However as care got more costly Medicare and Medicaid were born in the 1960s to cover segments of the population no insurer wanted to touch. Medicare enrolled 90% of seniors in its first year.
The price of staying well continued on its upward spiral. Medical science improved and seemed to move from a maybe to a more solid definitely in terms of assuring health. So under the Nixon administration in the 1970s HMO legislation passed. It provided seed money to insurers to set up a program of preventive care and office visit payments. It was built on the Kaiser model. The hope: bring down expenses. A framework of providing preventive care and urging people to see their PCP was created. The PCP was to be a gatekeeper for any specialty.
All was fine for a year or two, but then contracts to entice employers led to much deal cutting and an imbalance as to who paid what. To keep market share and attract revenue various services were offered that were redundant and distant from any rational planning. In the meantime hospital care was expensive but the number of hospitals had increased (Thanks to the Hill Burton Act). It could not be sustained and a number of hospital closures ensued in the 1980s and 1990s. With the closings of hospitals, each survivor felt they were fighting for their life.

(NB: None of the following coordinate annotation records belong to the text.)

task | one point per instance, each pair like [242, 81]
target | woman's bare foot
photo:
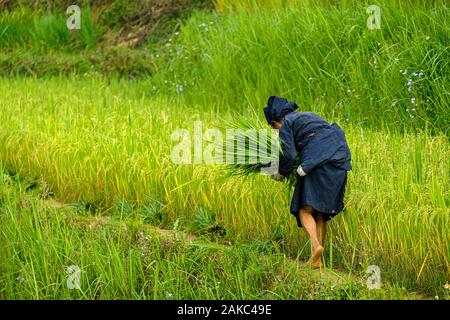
[316, 258]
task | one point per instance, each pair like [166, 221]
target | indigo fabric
[322, 151]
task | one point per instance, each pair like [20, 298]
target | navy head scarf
[277, 108]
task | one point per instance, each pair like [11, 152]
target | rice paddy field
[87, 178]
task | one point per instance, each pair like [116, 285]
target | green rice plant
[112, 143]
[124, 258]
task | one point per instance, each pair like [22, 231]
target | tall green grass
[321, 56]
[25, 29]
[112, 144]
[121, 257]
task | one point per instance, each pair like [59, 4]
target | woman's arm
[289, 152]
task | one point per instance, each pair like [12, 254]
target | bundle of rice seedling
[252, 148]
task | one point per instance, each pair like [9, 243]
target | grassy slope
[124, 258]
[113, 144]
[323, 57]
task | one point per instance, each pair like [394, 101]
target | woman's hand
[300, 171]
[277, 177]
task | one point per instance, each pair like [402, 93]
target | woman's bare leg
[308, 222]
[321, 228]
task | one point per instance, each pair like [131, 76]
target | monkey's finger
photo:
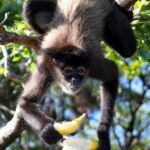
[66, 128]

Adding to these fears was the Balanced Budget Act of 1997. No longer did Medicare pay 130% of cost (but cost) and hospital discounts to insurers ceased.
Elaborate departments were created to negotiate and scour the countryside for new revenue. From 1970 to 2009 the numbers of doctors grew by 200%. Health industry administration during the same period grew a whopping 3000%(From presentation by Steffie Woolhandler MD).

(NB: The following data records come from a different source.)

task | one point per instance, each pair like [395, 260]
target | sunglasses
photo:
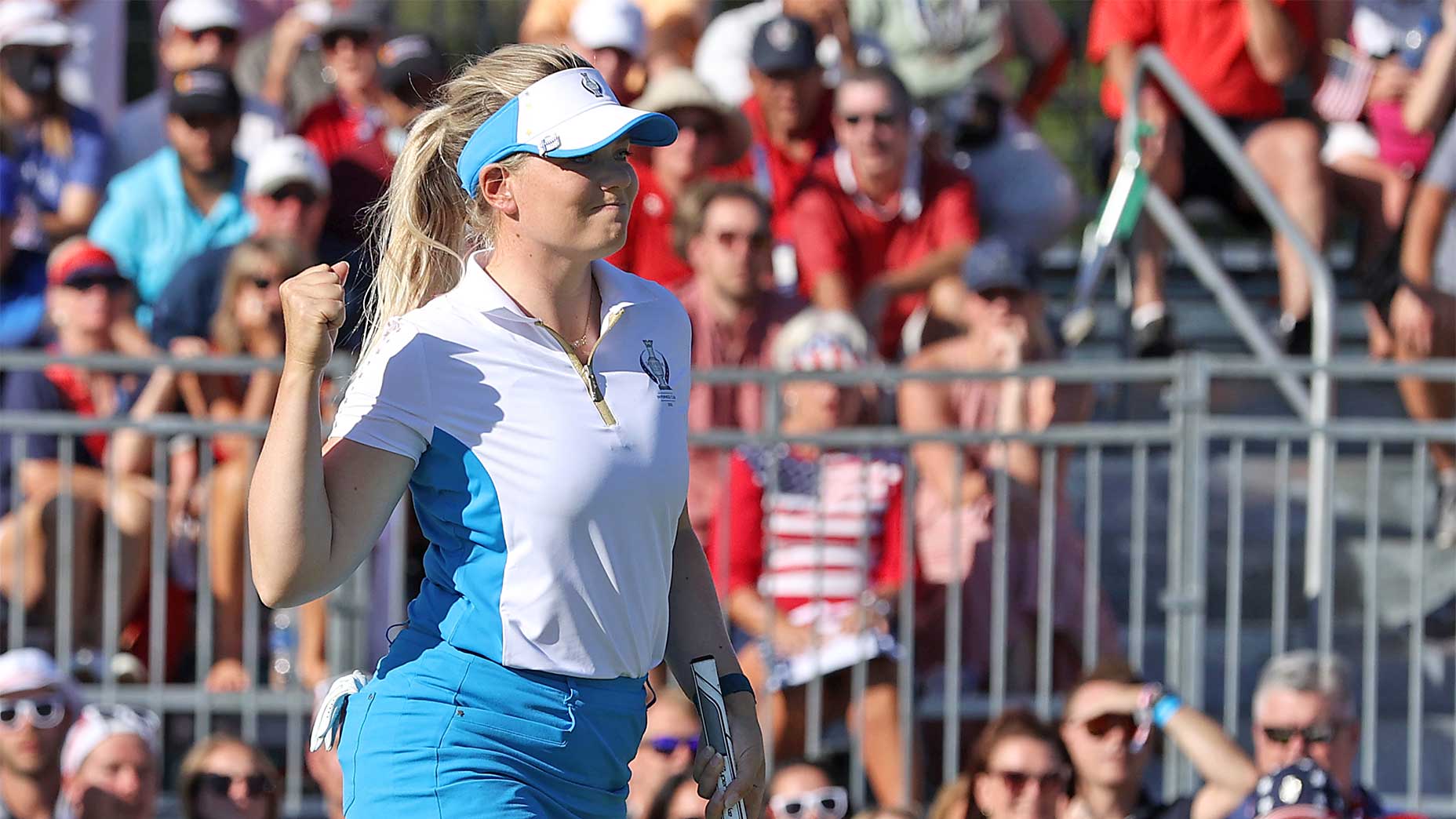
[83, 283]
[881, 118]
[224, 35]
[1017, 781]
[222, 784]
[832, 802]
[756, 241]
[41, 713]
[206, 122]
[302, 193]
[697, 120]
[668, 745]
[1104, 725]
[1311, 733]
[357, 38]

The risk pools were chopped up into various underwriting groups. For those in an unfavorable group the premiums became so costly they went without. Others went on the “government dole.” Medicaid, Disability, the VA, or Medicare.
Negotiations were and are carried out in quasi secret (others eventually find out) and pit one group against another. It was not a better mouse trap but strategies by savvy business types who were up for this ruthless game. Unfortunately the ones who pay the bill had to pay the piper. The paper work and rules to sustain this system are estimated to cost an extra $400 billion a year. Rube Goldberg would have been proud.
Any solutions have to answer these questions: How do we get to a risk pool of proper size so cost for the same services is even and kept individually affordable? How do we get transparency on pricing? What is basic coverage? What should the rules be that assures affordability? How do we stem the medical inflation rate without disrupting valued customs of care? How do we develop an efficient regional care program? Submit your answers please.